This topic describes how to create tables for Object Storage Service (OSS) log files in Data Lake Analytics (DLA) and read data from these log files.

  1. Log on to the DLA console.

  2. In the left-side navigation pane, choose Serverless Presto > SQL access point. On the SQL access point page, find your virtual private cloud (VPC) in the VPC Network section and click Log on in DMS in the Actions column. Then, execute the following statement to create an OSS schema.

    You can also use a MySQL client or program code to connect to DLA. Then, execute the following statement to create an OSS schema:

     CREATE SCHEMA oss_log_schema with DBPROPERTIES(
       catalog='oss', 
     location = 'oss://oss-bucket-name/log/'
      );
  • catalog: the type of the schema that you want to create. The value oss indicates the OSS schema that you want to create.

  • location: the directory of the OSS bucket that stores files. The value of this parameter must end with a forward slash (/).

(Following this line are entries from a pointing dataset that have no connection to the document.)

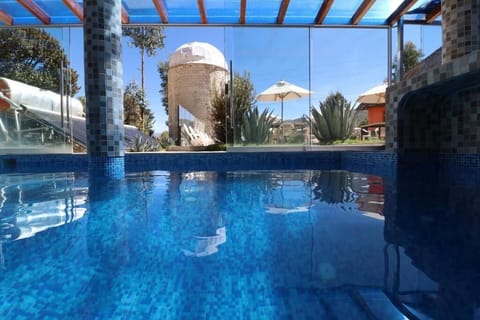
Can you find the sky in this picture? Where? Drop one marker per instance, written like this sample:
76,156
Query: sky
346,60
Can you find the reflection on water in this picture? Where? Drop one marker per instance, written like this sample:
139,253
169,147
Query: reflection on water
335,244
196,206
36,203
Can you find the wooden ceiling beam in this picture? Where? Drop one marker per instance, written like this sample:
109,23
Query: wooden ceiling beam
399,12
361,11
75,8
161,9
34,9
202,11
243,11
282,11
432,15
323,11
6,18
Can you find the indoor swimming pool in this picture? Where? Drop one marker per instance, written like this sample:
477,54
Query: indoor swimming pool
281,244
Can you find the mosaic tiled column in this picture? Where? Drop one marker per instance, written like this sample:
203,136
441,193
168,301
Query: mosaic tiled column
103,87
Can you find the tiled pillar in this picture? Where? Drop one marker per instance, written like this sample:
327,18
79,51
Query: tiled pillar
460,28
103,87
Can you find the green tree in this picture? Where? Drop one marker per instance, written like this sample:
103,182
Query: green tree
146,38
221,115
411,56
135,108
35,57
162,68
335,119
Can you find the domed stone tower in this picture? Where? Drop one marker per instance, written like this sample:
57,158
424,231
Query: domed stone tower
196,71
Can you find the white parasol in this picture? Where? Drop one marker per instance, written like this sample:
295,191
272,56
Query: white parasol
282,90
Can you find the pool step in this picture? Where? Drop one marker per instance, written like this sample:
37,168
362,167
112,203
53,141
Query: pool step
368,304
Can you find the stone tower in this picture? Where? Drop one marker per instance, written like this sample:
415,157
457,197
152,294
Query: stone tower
196,72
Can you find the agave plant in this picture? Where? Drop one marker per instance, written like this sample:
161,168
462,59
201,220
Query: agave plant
256,126
335,119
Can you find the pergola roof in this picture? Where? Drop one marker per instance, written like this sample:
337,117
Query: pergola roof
228,12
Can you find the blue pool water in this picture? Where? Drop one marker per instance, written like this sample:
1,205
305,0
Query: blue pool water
300,244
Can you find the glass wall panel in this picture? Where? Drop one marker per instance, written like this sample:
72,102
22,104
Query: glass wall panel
275,62
35,81
349,62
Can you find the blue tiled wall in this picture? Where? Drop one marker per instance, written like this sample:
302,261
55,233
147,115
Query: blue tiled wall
380,163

Create tables for OSS log files

  • webserver.log

      CREATE EXTERNAL TABLE webserver_log(
        host STRING,
        identity STRING,
        userName STRING, 
       time STRING,
        request STRING,
        status STRING,
        size INT, 
       referer STRING, 
       agent STRING)
      ROW FORMAT SERDE 'org.apache.hadoop.hive.serde2.RegexSerDe'
      WITH SERDEPROPERTIES ( 
       "input.regex" = "([^ ]*) ([^ ]*) ([^ ]*) (-|\\[[^\\]]*\\]) ([^ \"]*|\"[^\"]*\") (-|[0-9]*) (-|[0-9]*)(?: ([^ \"]*|\"[^\"]*\") ([^ \"]*|\"[^\"]*\"))?"
      )
      STORED AS TEXTFILE
      LOCATION 'oss://oss-bucket-name/log/webserver.log';
  • ngnix_log.log

      CREATE EXTERNAL TABLE ngnix_log(
        remote_address STRING,
        identity STRING,
        remote_user STRING,
        time_local STRING,
        request STRING,
        status STRING,
        body_bytes_sent INT,
        http_referer STRING,
        http_user_agent STRING,
        gzip_ratio STRING
      )
      ROW FORMAT SERDE 'org.apache.hadoop.hive.serde2.RegexSerDe'
      WITH SERDEPROPERTIES (
        "input.regex" = "([^ ]*) ([^ ]*) ([^ ]*) (-|\\[[^\\]]*\\]) ([^ \"]*|\"[^\"]*\") (-|[0-9]*) (-|[0-9]*)(?: ([^ \"]*|\"[^\"]*\") ([^ \"]*|\"[^\"]*\"))? ([^ \"]*|\"[^\"]*\")"
      )
      STORED AS TEXTFILE
      LOCATION 'oss://oss-bucket-name/log/ngnix_log';
  • log4j_sample.log

      CREATE EXTERNAL TABLE log4j_log(
        date STRING,
        time STRING,
        level STRING, 
       class STRING, 
       details STRING
      )
      ROW FORMAT SERDE 'org.apache.hadoop.hive.serde2.RegexSerDe'
      WITH SERDEPROPERTIES (
        "input.regex" = "^(\\d{4}-\\d{2}-\\d{2})\\s+(\\d{2}.\\d{2}.\\d{2}.\\d{3})\\s+(\\S+)\\s+(\\S+)\\s+(.*)$"
      )
      STORED AS TEXTFILE
      LOCATION 'oss://oss-bucket-name/log/log4j_sample.log';

Read data from OSS log files

After the tables are created for OSS log files, you can execute SELECT statements in DLA to query and analyze data in the OSS log files. This helps locate the cause of failures.

  • log4j_sample.log

      SELECT * FROM oss_log_schema.log4j_log
  • ngnix_log

      SELECT * FROM oss_log_schema.ngnix_log
  • webserver_log

      SELECT * FROM oss_log_schema.webserver_log